Sunday, January 13, 2008

Revisionist election history 

Today's front page T-P article on LA's 1st Congressional race begins:

David Vitter, in his 1999 campaign to win Louisiana's 1st Congressional District, did so by turning inward.

Facing eight opponents, he did not canvass every nook of the sprawling constituency. Instead, he concentrated on his base, the Metairie voters he had represented as a state lawmaker, said Jim St. Raymond, a political consultant who helped orchestrate Vitter's victory.

"The emphasis in his race was increasing turnout in his own district that he represents best," St. Raymond said.

It worked. Vitter not only won the 1999 special election, he was re-elected in 2000 and 2002 before moving on to the U.S. Senate in 2004, when Bobby Jindal succeeded him in the House.

The idea that Vitter won the 1999 special election by increasing the turnout of his base is a very charitable view of recent history.

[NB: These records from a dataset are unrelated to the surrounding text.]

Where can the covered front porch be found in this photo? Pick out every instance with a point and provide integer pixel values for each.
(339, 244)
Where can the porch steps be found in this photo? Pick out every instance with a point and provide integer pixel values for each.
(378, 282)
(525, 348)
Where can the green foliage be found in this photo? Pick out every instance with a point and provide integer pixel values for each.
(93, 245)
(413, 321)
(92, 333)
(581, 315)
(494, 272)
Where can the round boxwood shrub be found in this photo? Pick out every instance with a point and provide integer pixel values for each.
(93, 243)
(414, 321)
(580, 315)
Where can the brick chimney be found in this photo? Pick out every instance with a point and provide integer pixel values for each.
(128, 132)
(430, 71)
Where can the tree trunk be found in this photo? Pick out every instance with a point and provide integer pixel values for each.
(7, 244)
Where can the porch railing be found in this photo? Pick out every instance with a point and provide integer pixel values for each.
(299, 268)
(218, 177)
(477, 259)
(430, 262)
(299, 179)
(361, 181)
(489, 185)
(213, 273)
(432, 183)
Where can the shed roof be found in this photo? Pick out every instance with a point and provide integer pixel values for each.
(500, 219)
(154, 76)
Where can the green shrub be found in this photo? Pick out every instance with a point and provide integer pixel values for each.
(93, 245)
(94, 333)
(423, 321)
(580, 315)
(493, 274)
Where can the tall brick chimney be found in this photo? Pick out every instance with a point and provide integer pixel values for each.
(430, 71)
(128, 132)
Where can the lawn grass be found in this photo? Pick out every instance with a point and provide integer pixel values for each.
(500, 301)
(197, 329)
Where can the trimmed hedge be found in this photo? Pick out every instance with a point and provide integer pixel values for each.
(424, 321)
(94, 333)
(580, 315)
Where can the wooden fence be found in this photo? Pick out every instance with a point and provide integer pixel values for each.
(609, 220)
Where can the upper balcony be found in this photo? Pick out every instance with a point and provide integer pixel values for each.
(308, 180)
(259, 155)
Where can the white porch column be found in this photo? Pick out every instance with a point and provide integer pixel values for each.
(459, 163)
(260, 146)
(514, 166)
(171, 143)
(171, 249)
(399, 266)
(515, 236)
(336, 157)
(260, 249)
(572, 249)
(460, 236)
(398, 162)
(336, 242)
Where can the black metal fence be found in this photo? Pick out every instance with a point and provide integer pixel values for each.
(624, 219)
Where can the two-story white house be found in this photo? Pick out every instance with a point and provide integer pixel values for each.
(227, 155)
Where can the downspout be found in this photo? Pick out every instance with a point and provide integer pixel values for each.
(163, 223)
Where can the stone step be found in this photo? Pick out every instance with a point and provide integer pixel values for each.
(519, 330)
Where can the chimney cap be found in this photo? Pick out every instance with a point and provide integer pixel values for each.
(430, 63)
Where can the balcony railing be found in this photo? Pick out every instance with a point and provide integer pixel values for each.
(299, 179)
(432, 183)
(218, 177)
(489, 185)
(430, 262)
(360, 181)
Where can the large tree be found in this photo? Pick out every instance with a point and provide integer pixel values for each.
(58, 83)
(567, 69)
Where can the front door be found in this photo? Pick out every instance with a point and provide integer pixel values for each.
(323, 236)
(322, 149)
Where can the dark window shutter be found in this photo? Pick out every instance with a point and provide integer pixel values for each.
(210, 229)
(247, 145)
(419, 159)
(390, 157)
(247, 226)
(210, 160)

Here's another view: David Vitter managed to beat David Duke and get into the runoff with Dave "clean" Treen in the special election to replace the disgraced Bob Livingston. (What's ole Bob doing these days, anyway?) After meeting with Treen and pledging not to pull any dirty tricks, Vitter found himself down in the polls with only a week to go. Vitter had made a secret pact with David Duke to sabotage Treen. Duke had agreed to publicly give Treen his (toxic) "endorsement", while secretly telling Duke "backers" to ignore his false praise of Treen and vote for Vitter. This nasty little maneuver was coordinated with a devious, two-pronged mail campaign. On the same day that the black community received mailers from Vitter saying racist David Duke was supporting Treen, the white community received mailers decrying Treen's support for affirmative action. These dirty tactics helped to depress voter turnout in the runoff (the primaries had about 145k voters turn out, while the runoff only had 122k) and Vitter narrowly won the election 51/49% over Treen.

Vitty-cent wasn't elected by "turning inward", or concentrating on his "base". He broke his promise and went "dirty". He cleverly used David Duke to "smear" Treen, and depress turnout for his opponent.

All the while, of course, Vitty was seeing prostitutes, and continued to do so after being sworn in as a U.S. Representative.


===
Quotes from the indispensable 2004 Salon story:

"So many forces were against us. So many powers that be," Vitter said in his 1999 victory speech. "They had the politicians. We had the people. They've had the past, but we are the future."

and

In 1999, none of Vitter's future House colleagues showed up at his victory party, and few of his fellow state legislators did. "Vitter has such problems with people -- not just fringe politicians, but legitimate, honest politicians in the legislature who just can't stand him," Republican lawyer Rob Couhig, one of the candidates Vitter defeated for Livingston's congressional seat, told the Capitol Hill newspaper Roll Call at the time.